Update: In July 2019, Chrome developers announced that they are going to remove XSSAuditor. You can follow their bug tracker here.
Recently, Google Chrome changed the default mode for their Cross-Site Scripting
filter XSSAuditor from block
to filter
. This means that instead of
blocking the page load completely, XSSAuditor will now continue rendering the
page but modify the bits that have been detected as an XSS issue.
In this blog post, I will argue that the filter mode is a dangerous approach by re-stating the arguments from the whitepaper titled X-Frame-Options: All about Clickjacking? that I co-authored with Mario Heiderich in 2013.

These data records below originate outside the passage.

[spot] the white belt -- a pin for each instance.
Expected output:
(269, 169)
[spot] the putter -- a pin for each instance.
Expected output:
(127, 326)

After that, I will elaborate XSSAuditor's other shortocmings and revisit the history of back-and-forth in its default settings. In the end, I hope to convince you that XSSAuditor's contribution is not just neglegible but really negative and should therefore be removed completely.
JavaScript à la Carte
When you allow websites to frame you, you basically give them full permission to decide, what part of JavaScript of your very own script can be executed and what cannot. That sounds crazy right? So, let’s say you have three script blocks on your website. The website that frames you doesn’t mind two of them - but really hates the third one. maybe a framebuster, maybe some other script relevant for security purposes. So the website that frames you just turns that one script block off - and leave the other two intact. Now how does that work?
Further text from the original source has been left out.